Due to the large number of ash species in North America and the long life cycle of trees, Duan and his collaborators Juli S. Gould, entomologist at USDA-APHIS and Leah Bauer, research entomologist, USDA Forest Service, respectively, believe it will be many years before it is known if biocontrol can protect ash species against EAB. But there are some encouraging research results from study sites in Michigan, where parasitoid releases began in 2007. These results show the establishment and spread of T. planipennisi and O. agrili attacking EAB in surviving green, white, and black ash saplings and trees. Also, reductions in EAB densities following parasitoid release were correlated with increased parasitism, first by two native larval parasitoids when EAB densities were high, then by the introduced parasitoid T. planipennisi when EAB densities are low. The combined mortality of EAB caused by woodpeckers, native and introduced parasitoids, intraspecific competition, disease, innate tree defenses, and reduced ash abundance contributed to the collapse of EAB populations. Tree inventories at Michigan study sites found low numbers of large ash trees survived, while numbers of ash sprouts, saplings, and small to medium trees increased.
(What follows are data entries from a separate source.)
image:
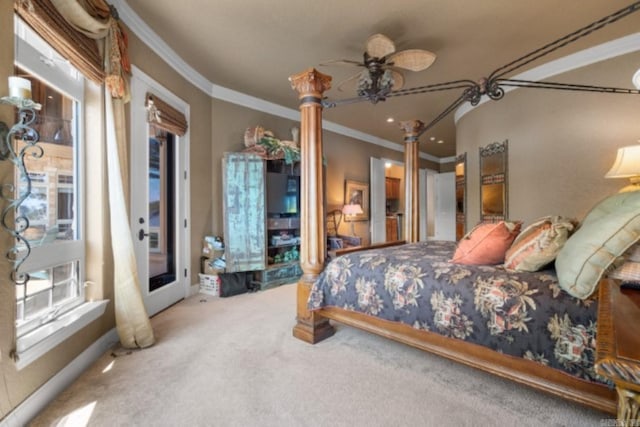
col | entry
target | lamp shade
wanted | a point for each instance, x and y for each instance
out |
(352, 210)
(627, 163)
Duan’s presentation showed that T. planipennisi has caused about a 30 percent larval parasitism on ash trees. However, the parasitism rate of EAB larvae in ash saplings is much higher, ranging from 36 to 85 percent.
Growth, reproduction, and survival of large-diameter ash, however, will require EAB parasitoids capable of parasitizing EAB larvae feeding under thick bark. Although there are two such parasitoid species approved for release in North America, S. agrili and S. galinae, their sustained establishment in North America has yet to be confirmed.
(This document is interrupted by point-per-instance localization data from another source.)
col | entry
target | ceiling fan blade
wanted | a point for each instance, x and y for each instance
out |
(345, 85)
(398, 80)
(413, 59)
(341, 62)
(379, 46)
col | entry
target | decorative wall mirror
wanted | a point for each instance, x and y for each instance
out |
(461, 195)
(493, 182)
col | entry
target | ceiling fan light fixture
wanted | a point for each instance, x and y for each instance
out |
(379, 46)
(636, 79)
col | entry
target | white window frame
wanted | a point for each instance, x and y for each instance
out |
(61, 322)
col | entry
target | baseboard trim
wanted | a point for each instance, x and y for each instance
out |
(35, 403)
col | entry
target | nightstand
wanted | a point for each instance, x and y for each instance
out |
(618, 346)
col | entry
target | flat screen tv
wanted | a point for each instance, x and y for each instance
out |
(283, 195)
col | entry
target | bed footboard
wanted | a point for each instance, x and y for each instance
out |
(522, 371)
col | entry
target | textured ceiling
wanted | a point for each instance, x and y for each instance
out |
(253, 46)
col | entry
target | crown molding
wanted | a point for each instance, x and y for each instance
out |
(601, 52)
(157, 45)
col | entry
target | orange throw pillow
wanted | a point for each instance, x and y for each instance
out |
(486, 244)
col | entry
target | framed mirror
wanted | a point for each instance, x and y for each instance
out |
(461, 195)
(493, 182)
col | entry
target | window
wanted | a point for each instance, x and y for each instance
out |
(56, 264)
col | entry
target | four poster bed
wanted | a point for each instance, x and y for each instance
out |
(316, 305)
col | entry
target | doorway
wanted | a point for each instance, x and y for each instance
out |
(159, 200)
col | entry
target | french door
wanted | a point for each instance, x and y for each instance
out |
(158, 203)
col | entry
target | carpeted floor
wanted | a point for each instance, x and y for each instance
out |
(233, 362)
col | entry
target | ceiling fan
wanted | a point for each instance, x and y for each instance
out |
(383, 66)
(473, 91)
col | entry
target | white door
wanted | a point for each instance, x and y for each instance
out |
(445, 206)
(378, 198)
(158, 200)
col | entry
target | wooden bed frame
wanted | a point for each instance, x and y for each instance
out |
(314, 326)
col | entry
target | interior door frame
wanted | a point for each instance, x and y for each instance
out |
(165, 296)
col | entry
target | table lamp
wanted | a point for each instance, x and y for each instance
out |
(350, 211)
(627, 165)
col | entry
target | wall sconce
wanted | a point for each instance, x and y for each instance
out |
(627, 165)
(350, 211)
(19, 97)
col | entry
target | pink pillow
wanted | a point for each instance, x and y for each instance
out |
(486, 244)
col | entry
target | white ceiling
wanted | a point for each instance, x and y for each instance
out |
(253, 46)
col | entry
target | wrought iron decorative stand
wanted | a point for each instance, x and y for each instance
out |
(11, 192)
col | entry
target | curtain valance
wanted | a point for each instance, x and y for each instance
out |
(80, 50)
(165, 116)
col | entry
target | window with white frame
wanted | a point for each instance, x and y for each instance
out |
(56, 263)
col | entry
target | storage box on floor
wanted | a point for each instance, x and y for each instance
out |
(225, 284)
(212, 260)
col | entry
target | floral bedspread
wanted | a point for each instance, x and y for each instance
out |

Many EAB sites have not yet been sampled for two-plus years, but sites with longer track records have improved establishment. Eight sites in six states have been treated and monitored for with O. agrili for more than two years. Of those sites, 53 percent have confirmed establishment. For T. planipennisi, 12 sites in eight states have been sampled for more than two years. Of those 12 sites, 63 percent have confirmed establishment.
The parasitoids themselves begin life at the APHIS EAB Biocontrol-Rearing Facility, where they are mass-reared, stored, packaged, and shipped for release at approved sites.
For more information, USDA’s EAB Biocontrol Release and Recovery Guidelines (written by Gould, Bauer and Duan) are available at this link: bit.ly/EABguidelines.
USDA also maintains www.mapbiocontrol.org, the online database for the release and recovery of biocontrol agents. In collaboration with research partners, ongoing studies include continued foreign exploration for new natural enemies; evaluations of EAB population dynamics in response to parasitoid release; parasitoid taxonomy, genetics, biology, establishment, prevalence, and interactions; impacts of EAB biocontrol on the long-term survival, growth, and regeneration of ash.